Remote sensing of vegetation is highly complex. Numerous parameters influence the reflectance signature of the canopy. Not only atmosphere, but also biophysical parameters such as leaf area index, leaf angle distribution and viewing geometry have their impact. A sensitivity analysis of those parameters will be performed and a multiresolution approach will be introduced to retrieve more robust features. We also want to better understand the impact of scale, resolution and time on classification of ecotopes, which might lead to more costeffective approaches. We want to further explore the link between different scales 1) leaf - top of canopy - top of atmosphere and 2) airborne imagery and coarser satellite data (e.g. Chris-Proba 18m).

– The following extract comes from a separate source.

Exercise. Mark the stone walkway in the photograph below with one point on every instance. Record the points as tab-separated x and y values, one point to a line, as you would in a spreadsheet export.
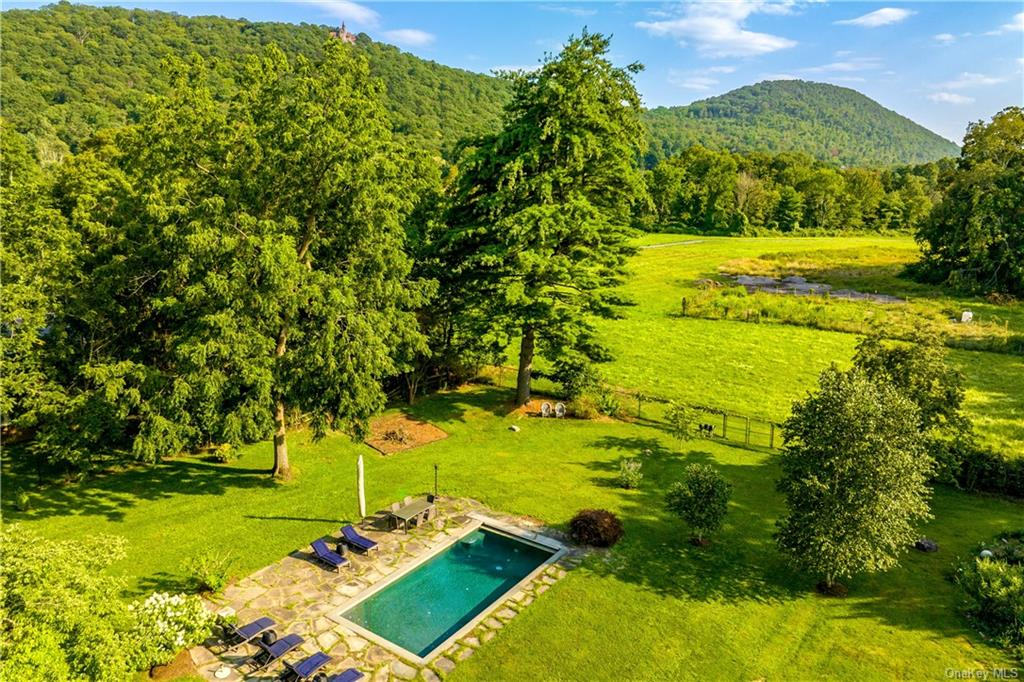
299	594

Third, this project will use the latest state-of-the-art super resolution (SR) image reconstruction algorithms to narrow the gap of spatial resolutions between airborne and spaceborne hyperspectral data. SR algorithms are devised to obtain a high resolution image from multiple lower resolution images. These techniques have existed for decades, but have gained interest due to the generalization and improvement of digital imaging in different fields such as medical imaging, satellite imaging, video surveillance, etc. We will investigate the potential of SR algorithms in hyperspectral image and the information gain of the SR images for ecotope classifications.

To improve classification accuracies and to strengthen an operational-oriented classification chain, our fourth objective is to investigate the operational potential of ensemble  classifiers in terms of stability, accuracy, ease of use, and computing costs.

The fifth objective is to introduce structural analysis to use the heterogeneity of vegetation types for better identification and to establish the link with the degree of development of habitat types.

Our last objective is to integrate and validate our developed methodologies using the Belgium Biological Valuation Map and selected habitats which are prioritized under Natura2000.